I recently loaded Snow Leopard on a 2TB G-Tech external drive, to use as a backup system, but my iMac wouldn't start-up from it. I re-formatted the drive using disk utility (GUID, 1 partition, Mac OS, Extended (Journaled)), re-installed Snow Leopard with the drive connected directly using a firewire 800 connection and the system still doesn't recognize the drive as bootable. I can see the drive. I can see that the system was installed on it, but when I hold the option key down at boot-up, it doesn't show up in the list. And when I configure it as the start-up drive, through system prefs, I just get a grey screen and it won't reboot.

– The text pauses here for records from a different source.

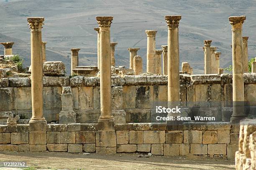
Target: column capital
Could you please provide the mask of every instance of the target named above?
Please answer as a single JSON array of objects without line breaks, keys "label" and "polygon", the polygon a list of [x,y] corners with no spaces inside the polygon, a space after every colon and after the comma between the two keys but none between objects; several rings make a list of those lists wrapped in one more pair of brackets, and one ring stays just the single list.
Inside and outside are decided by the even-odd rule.
[{"label": "column capital", "polygon": [[243,37],[243,43],[247,44],[249,37]]},{"label": "column capital", "polygon": [[205,44],[204,47],[210,47],[211,46],[211,43],[212,40],[204,40],[204,43]]},{"label": "column capital", "polygon": [[156,50],[155,52],[156,55],[161,55],[163,53],[163,50]]},{"label": "column capital", "polygon": [[181,15],[166,15],[165,21],[167,23],[168,29],[178,28]]},{"label": "column capital", "polygon": [[232,30],[242,29],[242,25],[246,19],[245,16],[229,17],[228,19],[230,24],[232,25]]},{"label": "column capital", "polygon": [[101,28],[109,28],[112,23],[113,17],[96,17],[97,23]]},{"label": "column capital", "polygon": [[6,42],[0,43],[0,44],[3,45],[5,48],[13,48],[13,45],[14,43],[14,42]]},{"label": "column capital", "polygon": [[137,52],[141,48],[129,48],[128,49],[129,52]]},{"label": "column capital", "polygon": [[27,18],[28,25],[31,31],[41,31],[44,24],[44,17]]}]

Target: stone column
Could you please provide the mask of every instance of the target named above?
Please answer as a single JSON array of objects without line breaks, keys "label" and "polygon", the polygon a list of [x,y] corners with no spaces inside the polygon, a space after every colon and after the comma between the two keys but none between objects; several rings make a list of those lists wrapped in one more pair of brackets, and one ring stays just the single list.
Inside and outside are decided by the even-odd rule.
[{"label": "stone column", "polygon": [[219,51],[215,52],[214,53],[215,54],[215,62],[216,63],[216,70],[218,71],[220,68],[220,56],[221,53]]},{"label": "stone column", "polygon": [[243,37],[243,72],[248,72],[248,37]]},{"label": "stone column", "polygon": [[130,52],[130,69],[133,69],[133,57],[137,56],[137,52],[141,48],[129,48],[128,51]]},{"label": "stone column", "polygon": [[134,74],[138,75],[143,72],[142,58],[140,56],[135,56],[133,57],[133,70]]},{"label": "stone column", "polygon": [[203,47],[205,51],[205,74],[210,74],[211,55],[210,47],[211,40],[204,40],[205,46]]},{"label": "stone column", "polygon": [[75,74],[75,72],[73,71],[73,69],[75,69],[77,66],[78,66],[79,56],[78,51],[80,50],[80,48],[71,48],[71,75]]},{"label": "stone column", "polygon": [[100,70],[100,28],[95,28],[94,30],[97,32],[97,56],[98,69]]},{"label": "stone column", "polygon": [[163,50],[156,50],[155,57],[155,73],[161,74],[162,74],[162,61],[161,56]]},{"label": "stone column", "polygon": [[115,46],[118,44],[118,43],[110,43],[110,47],[111,49],[111,66],[115,66]]},{"label": "stone column", "polygon": [[157,30],[146,30],[147,34],[147,72],[155,73],[155,50]]},{"label": "stone column", "polygon": [[162,46],[163,49],[163,75],[166,75],[168,74],[168,46]]},{"label": "stone column", "polygon": [[231,122],[238,122],[246,117],[244,114],[244,86],[243,57],[242,25],[244,16],[230,17],[232,30],[233,114]]},{"label": "stone column", "polygon": [[13,45],[14,43],[14,42],[8,42],[6,43],[0,43],[0,44],[3,45],[4,48],[4,55],[8,56],[13,55]]},{"label": "stone column", "polygon": [[46,41],[42,41],[42,58],[43,59],[43,64],[46,61]]}]

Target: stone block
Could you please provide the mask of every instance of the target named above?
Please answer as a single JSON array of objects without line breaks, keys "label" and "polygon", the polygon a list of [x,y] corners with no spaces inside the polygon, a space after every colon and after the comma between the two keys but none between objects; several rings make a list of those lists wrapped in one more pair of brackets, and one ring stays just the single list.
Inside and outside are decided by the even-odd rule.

This should be really simple but something is awry, any suggestions?
Marcrest

Thanks for all of your responses. I've explained why CCC or SD are not of interest to me. I have CCC, but I don't need to waste space by copying 500GB to this drive as a clone of my main drive. I would simply like to have a drive with a system on it, in case my main drive ever fails. Then I can switch over to the external and troubleshoot the main drive without having to take it in to Apple. The point of this discussion is, WHY is this disk not bootable? It should have been bootable directly from the box. It should have become bootable after I used disk utility and re-formatted with the GUID partition, but it's not?
Lion is coming and therefore it most likely won't matter in the long run but, I just don't understand why it doesn't work.
I switched back to the firewire 800 cable and I have resumed my ability to copy files to the drive.
Lex, you make a good point regarding partitioning the drive. I may consider partitioning it in the end, as I do intend to run Time Machine on it.